Смысл может создать социум — ушедший социум, и это будет большой смысл жизни целого поколения. И смысл может создать один архитектор. Как соотнесены эти два пласта смыслов? Полагаю, одно есть просто рефлексия другого. Иначе говоря, состоявшаяся авторская архитектура — это осознание смысла существования тебя и твоих соседей по бытию в это время и в этом месте. Причем поскольку этот смысл все время меняется, то его нельзя взять напрокат из Ренессанса или авангарда начала века — его нужно найти в своем существовании здесь и сейчас. Та формула гармонизации, которую придумал Палладио, увы, ни черта не гармонизует эпоху сталинизма, и хотя типовой кинотеатр Ивана Жолтовского один в один повторяет палладианскую виллу, оказываясь рядом с ним, чувствуешь не то, что мир вокруг создан Богом с использованием пифагорейских пропорций, а то, что он создан Сталиным с использованием энкавэдэшных проскрипций. Стихи, скажем, изначально — род заклинания, они заклинают время, пространство и материю, но так довольно часто бывает, что заклинания от частого употребления перестают действовать и превращаются в присказки и прибаутки. С архитектурой — то же самое.

Осознание пространства поэтому начинается с самоосознания, с гипотезы о смысле своей жизни. Это довольно важно, как мне кажется. Считается, что архитектурный смысл рождается или из традиции, или из личных новаций мастера, — это ошибка. Он рождается из рефлексии художником уникальности жизни в этом месте и в это время, соотнесения своего и своих современников существования с человеческим существованием вообще. Традиция, новация, прием — это не смысл, это язык для высказывания смысла.

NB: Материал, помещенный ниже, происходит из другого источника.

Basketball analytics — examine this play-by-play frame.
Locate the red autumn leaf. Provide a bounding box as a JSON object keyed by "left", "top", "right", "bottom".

Смысл — это возгонка ощущения своего физического бытия до уровня пространственного высказывания, ответ на вопрос, зачем оно случилось. Ответ языком пространства.

Тут есть некоторая проблема в том, что художник может не отдавать себе отчета в рефлексивной природе своей деятельности. Он не исследователь, не ученый, он не основывается на опросах общественного мнения или чтении аналитических записок, он погружен в жизнь точно так же, как и любой другой человек, и просто чувствует, что вот этот прием, вот эти формы сегодня правильны, — не совсем понятно почему. Ощущение «здесь и сейчас» может быть интуитивным, а чаще всего и бывает, осмысление этого ощущения происходит попросту через отбрасывание всех форм и решений, которые опять же интуитивно кажутся как-то не очень, как-то не выражающими, чего надо. Это осмысление руками, глазами, телом — не речью. Если спросить, чего, собственно, надо, и почему, словами архитектор не всегда сможет ответить — он как раз отвечает архитектурой. А если начинает говорить, то совсем о другом — как Палладио или Витрувий. В общем-то архитектура — это не слишком оптимизированный вид высшей нервной деятельности, довольно-таки примитивный, что отчасти связано с его архаичностью. Они очень давно так делают, и уж работают, как повелось. Стадиально более поздние занятия — скажем, архитектура микросхем — отличаются куда большей внятностью. С другой стороны, с художественной точки зрения микросхемам присуща известная засушенность формы, так что у этого интуитивного способа ее построения есть свои конкурентные преимущества.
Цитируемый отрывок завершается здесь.